They Seek It Here, They Seek It There...
That elusive recession
You can always find weakening indicators if you look hard enough. Job searches are surging, yield curves still invert, and economists are uneasy. But markets tell a different story: recession probability near zero, bond volatility asleep, and equities priced for anything but trouble. Let's look at some different aspects on theme of recession.
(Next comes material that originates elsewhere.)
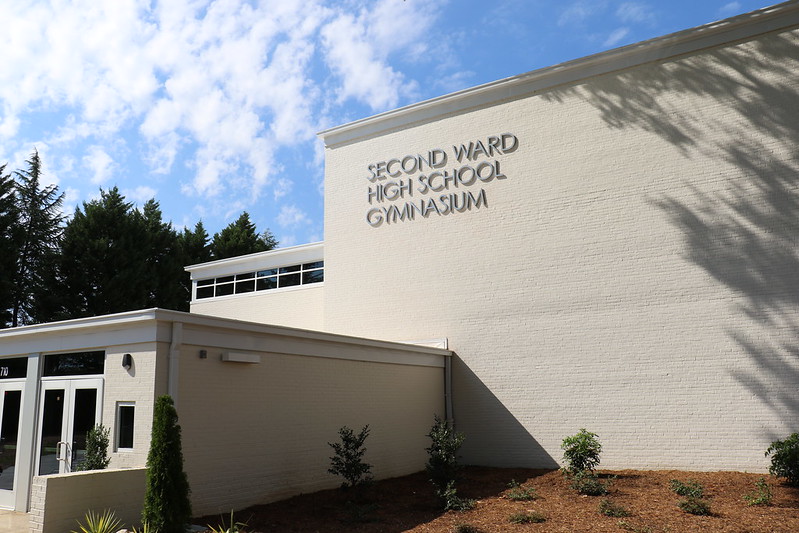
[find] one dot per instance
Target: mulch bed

Always the grumpy economist...
"No-one is predicting a US recession in 2026 despite this simple indicator having a 100% track record of success. This time may well be different, but you've got to have a bloody good reason to ignore this. Are you feeling confident."
Source: Albert Edwards
Always the weakening indicators...
You could wake us up in the middle of the night and we would be able to cite 100 different macro indicators that are currently weakening and that you could use to spin a recession case. That is nothing new. Here we represent it with that searches for “find job” reached a new 20-year high at the end of December 2025, surpassing even levels last seen during the 2008 Financial Crisis and Great Recession. Americans are searching for jobs more than even during the Great Recession despite the US still being in a nominal economic expansion.
Source: Google Trends
What does Miss Market say?
This note does not focus on what the economists say or individual indicators but rather what Miss Market is pricing in. First Goldman's recession probability indicator.
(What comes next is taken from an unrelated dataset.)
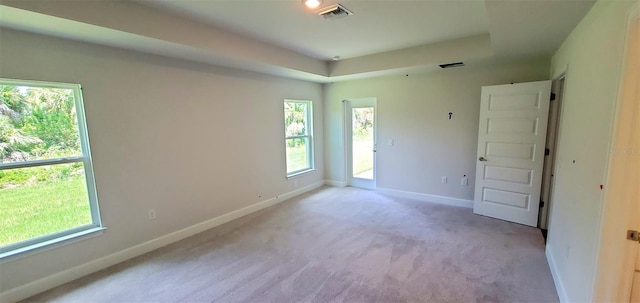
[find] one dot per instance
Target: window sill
(40, 247)
(300, 173)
Market-implied US recession probability for being in a recession right now = very close to 0%. The same probability for getting into one in the next 12 month has come down a lot in the recent past and is now in the mid-teens, as per Goldman data.
Source: Haver
By indicator
Market-implied US recession probability by indicator. Some very low numbers... The 10y-2y spread is the most "extreme".
Source: Haver
No sector pricing in a recession
Valuation ranges of MSCI World styles indices.
Source: Datastream
Bond market calm
The bond market has never been so quiet... the 30-day trading range for the benchmark 10-year US Treasury, which is now the tightest it’s been since the 1970s. Meanwhile, the trading range for the 30-year has reached a record low.
Source: Bloomberg
No MOVEs
Bond volatility continues crashing. MOVE just printed the lowest levels since October 2021.
Source: LSEG Workspace
What about consensus?
Probability of a US recession in the next 1 year as per Bloomberg consensus numbers.
Source: Goldman
What about the herd?
Over 80% of surveyed clients expect US GDP growth around at or above consensus (2.1% for 2026), with recession fears nearly vanishing. US GDP optimism is at a multi-year high.
Source: Goldman
Equities love this
Remember that equities love this backdrop AS LONG as there is no recession...
GS: "Equities tend to perform well on average following growth score peaks, as long as there is no recession and especially if there is policy easing."
Source: Goldman
Never ever
It is that simple: never go underweight unless you expect recession.